Researchers have located three levels of concealment. First, the family acquired stakes in Caliope Energy Green and Caliope Smart Energy, which in turn participated in Babieca Investment Renewable. The latter was part of the Forestalia Group’s energy projects, the same ones that Domínguez favored in a supposedly irregular manner. In the end, his companies revalued, generating profits for the former high-ranking government official.
In addition, his wife and children formed Estudio de Asesoramiento Dherco SL in July 2023, which researchers maintain is “an ad hoc structure for the receipt of illicit payments.” This company presented itself “as a technical consultancy to carry out complex renewable energy projects”, but in reality its corporate purpose “focuses on the design and decoration of homes and commercial premises.” The Civil Guard points out that “it is technically and logically unsustainable” for a company of this type to be dedicated to the world of renewables “unless its real function is to serve as a screen to channel payments linked to Domínguez’s public office.”
19 witnesses
The judge in the “Forestalia case” establishes his conviction that the senior official of the Ministry of Ecological Transition is the “central figure” of the alleged criminal plot that would have favored the renewable energy project company in 19 witness testimonies. Among them, 14 “especially relevant” testimonials from people who “currently work or have worked” in the General Subdirectorate of Environmental Assessment.

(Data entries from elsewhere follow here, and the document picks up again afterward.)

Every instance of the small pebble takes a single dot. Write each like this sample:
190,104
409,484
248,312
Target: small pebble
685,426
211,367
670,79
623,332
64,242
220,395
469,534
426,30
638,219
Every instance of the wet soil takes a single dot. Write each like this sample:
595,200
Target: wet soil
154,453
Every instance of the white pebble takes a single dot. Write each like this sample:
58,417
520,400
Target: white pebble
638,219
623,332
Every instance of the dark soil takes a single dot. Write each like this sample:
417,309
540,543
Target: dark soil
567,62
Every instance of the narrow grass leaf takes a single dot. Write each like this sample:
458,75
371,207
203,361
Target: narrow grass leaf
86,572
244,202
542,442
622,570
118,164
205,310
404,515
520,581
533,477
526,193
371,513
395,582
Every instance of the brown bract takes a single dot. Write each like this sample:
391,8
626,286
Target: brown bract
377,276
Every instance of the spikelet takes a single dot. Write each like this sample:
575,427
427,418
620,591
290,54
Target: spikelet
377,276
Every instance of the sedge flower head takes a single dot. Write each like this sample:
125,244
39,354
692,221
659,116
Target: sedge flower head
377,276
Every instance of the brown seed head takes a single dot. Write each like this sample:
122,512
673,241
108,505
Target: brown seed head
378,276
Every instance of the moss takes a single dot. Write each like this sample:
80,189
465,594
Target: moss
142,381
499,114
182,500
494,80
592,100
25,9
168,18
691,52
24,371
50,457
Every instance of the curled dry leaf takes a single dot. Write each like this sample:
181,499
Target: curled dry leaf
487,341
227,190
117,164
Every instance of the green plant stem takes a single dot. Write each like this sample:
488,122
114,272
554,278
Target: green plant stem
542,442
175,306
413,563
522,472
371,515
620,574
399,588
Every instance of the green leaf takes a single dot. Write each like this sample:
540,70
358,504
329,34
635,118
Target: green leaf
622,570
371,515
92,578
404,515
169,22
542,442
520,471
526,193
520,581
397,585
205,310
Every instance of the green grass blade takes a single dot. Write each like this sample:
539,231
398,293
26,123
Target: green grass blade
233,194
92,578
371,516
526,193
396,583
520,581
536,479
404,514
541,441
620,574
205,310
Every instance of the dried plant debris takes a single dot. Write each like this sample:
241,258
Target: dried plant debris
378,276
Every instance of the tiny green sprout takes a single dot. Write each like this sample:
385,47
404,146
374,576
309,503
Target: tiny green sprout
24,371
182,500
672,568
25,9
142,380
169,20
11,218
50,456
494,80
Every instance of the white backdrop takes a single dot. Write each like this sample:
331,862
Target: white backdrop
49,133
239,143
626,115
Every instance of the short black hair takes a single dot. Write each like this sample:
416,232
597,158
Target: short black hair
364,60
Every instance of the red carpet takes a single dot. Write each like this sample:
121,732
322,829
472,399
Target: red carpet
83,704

And, also, the testimonies of three workers from Tragsatec, the public company to which the suspicious files were referred for evaluation, and two other employees from Inaga, the Aragonese Institute of Environmental Management.
There are “multiple”, he says in one of the resolutions incorporated into the summary, the statements that point to him “as the person responsible for assigning to himself practically all of the renewable energy projects presented by promoters belonging to the Forestalia Group”, a practice that they describe as “extraordinary.”
For the investigating judge, Juan José Cortés, one of the most relevant statements from workers in the general subdirectorate that Domínguez directed is that of Elena PB, who assured that Domínguez “regularly went to the Forestalia company in the afternoons at the end of his working hours”, a detail that according to the magistrate highlights “an unusually close relationship.”
According to his testimony and that of Álvaro CL, after his retirement “he continued his activity as an advisor to the Secretary of State for the Environment”, presumably to continue facilitating the processing of said projects.
The judge also values the statements of Juan Carlos PH and Susana BA to the extent that both described “a recurring practice” regarding “the receipt of documentation related to the Forestalia Group projects directly, through USB drives personally delivered” to Ribera’s senior position in the ministry.
A practice that, he warns, “represented a deliberate break in the administrative chain of custody” since this documentation was incorporated into the management platform “without going through the official registry” of Ecological Transition, thus preventing, as another of the witnesses, Juan Carlos PH, pointed out, “the formal traceability of its entry and evading a fundamental control.” Not in vain, it was “the first step to take control of the file outside of regulatory channels.”
In the case being conducted in Aragon there are, at the moment, six people and 14 companies investigated for crimes of integration into a criminal organization, prevarication, bribery and money laundering.